—Ay, nena, ¿te cuento lo que estoy haciendo ahora? ¿Quieres que te cuente? Estoy un poco loca. Te voy a contar…
—A ver, cuenta…
—Estoy aprendiendo a bailar sevillanas. Sí. Con una App. Me salen primero los dibujitos de las posiciones y luego también hay vídeos, que te muestran los pasitos primero a cámara lenta y luego normal. Sí, sí.

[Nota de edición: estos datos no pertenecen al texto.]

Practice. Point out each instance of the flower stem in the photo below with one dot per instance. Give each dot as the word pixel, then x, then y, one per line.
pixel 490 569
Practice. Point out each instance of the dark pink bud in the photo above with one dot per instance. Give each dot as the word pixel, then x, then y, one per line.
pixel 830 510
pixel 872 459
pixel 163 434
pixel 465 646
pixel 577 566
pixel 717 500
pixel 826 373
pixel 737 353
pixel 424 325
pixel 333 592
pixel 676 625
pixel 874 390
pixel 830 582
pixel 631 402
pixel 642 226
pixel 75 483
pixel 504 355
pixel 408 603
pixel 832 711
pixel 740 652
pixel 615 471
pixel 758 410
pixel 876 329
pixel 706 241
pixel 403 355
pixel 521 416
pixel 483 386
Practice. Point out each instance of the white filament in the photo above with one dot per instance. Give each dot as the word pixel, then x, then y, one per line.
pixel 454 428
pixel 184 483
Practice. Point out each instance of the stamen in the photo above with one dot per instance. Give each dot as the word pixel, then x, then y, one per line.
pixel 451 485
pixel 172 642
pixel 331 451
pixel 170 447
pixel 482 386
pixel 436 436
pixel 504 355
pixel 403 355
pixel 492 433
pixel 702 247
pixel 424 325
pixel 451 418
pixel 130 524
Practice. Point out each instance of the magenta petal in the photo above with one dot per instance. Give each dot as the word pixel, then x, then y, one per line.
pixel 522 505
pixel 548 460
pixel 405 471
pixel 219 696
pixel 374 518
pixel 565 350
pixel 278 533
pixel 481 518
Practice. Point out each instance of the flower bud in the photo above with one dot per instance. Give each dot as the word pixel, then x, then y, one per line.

Mi madre y yo vivimos en distintas ciudades, así que no la veo desde Navidad. Tenía que haber bajado al pueblo a pasar la Semana Santa con ella y, como bien sabemos, no pudo ser. Vive sola, pero es muy fuerte. De salud y de mente. Es ella, a sus setenta y cinco años, la que le pregunta a su vecina Lolín de ochenta y dos si necesita algo del supermercado, la farmacia o la panadería cuando sale a la compra. “El día que bajo a la calle se me pasa la mañana volando. Entre las colas y el ritual de desinfección al llegar a casa se me van tres horas fácilmente. Me quito la mascarilla tirando sólo de gomita para afuera, luego los guantes. O al contrario. No sé. Si no los llevo puestos no me acuerdo de lo que va primero. Me saco las zapatillas y desinfecto las suelas con agua y lejía que dejo en un barreño en la puerta. Paso al baño. Me lavo bien las manos. Todos los deditos bien enjabonados. Me quito la ropa y la meto directa a la lavadora. Me vuelvo a lavar las manos y, por fin, ya puedo volver a ponerme la ropa limpia de andar por casa”, me explicaba el otro día.
—Jajaja, ¡qué bueno, má! Me encanta —le contesté entusiasmada.
—Es que me aburría con las clases de pilates online. A mi lo que me gusta es ir allí, al gimnasio, y reírme con mis compañeras y la profe mientras hacemos fuerza. Así que ya no me lo estaba pasando bien. No me apetecía y me daba mucha pereza. Y las sevillanas es algo que siempre he querido aprender a bailar.
—Pues estupendo. Es lo que tienes que hacer. Lo que te hubiera gustado en otro momento y nunca tuviste el tiempo —la interrumpí.
—Ya me sé bailar la primera. Ta-ca, ta-ca tán, ta-ca tán tán, ta-ca, ta-ca tán…
La imaginaba perfectamente, moviendo pies y manos al compás que me estaba tarareando al teléfono. Nunca imaginé que en su tercera edad fuera a tener tantas ganas de recuperar el tiempo que le robamos los hijos.
—Venga, que el año que viene nos vamos de feria a Andalucía a vestirnos de gitanas.
—Nena, no te rías de mí. Bonica iba a estar yo con el traje de volantes y lunares —se ríe imaginándose, al otro lado del teléfono—. Pero este verano cuando podamos vernos enseñaré a mi consuegra a bailarlas. Verás lo que nos reímos las dos viejas.
Me río. Es ella la que me enseña a mí cada día que no hay nada imposible si tú no dejas que lo sea.
—Claro má —no tengo palabras, sólo sentimientos de admiración hacia ella.
—Ay, qué ganas tengo de veros a todos —comenta ante mi mutismo, cambiando de tema—. Te tengo que dejar, que voy a ver si me hago una paellita, que es fin de semana y ayer compré todos los ingredientes. Hablamos luego. Un besito.
—Hasta lue… —escucho el pitido discontinuo que indica el corte de la llamada, comprobando que, un día más y con la que está cayendo ahí fuera, su vitalidad sigue intacta.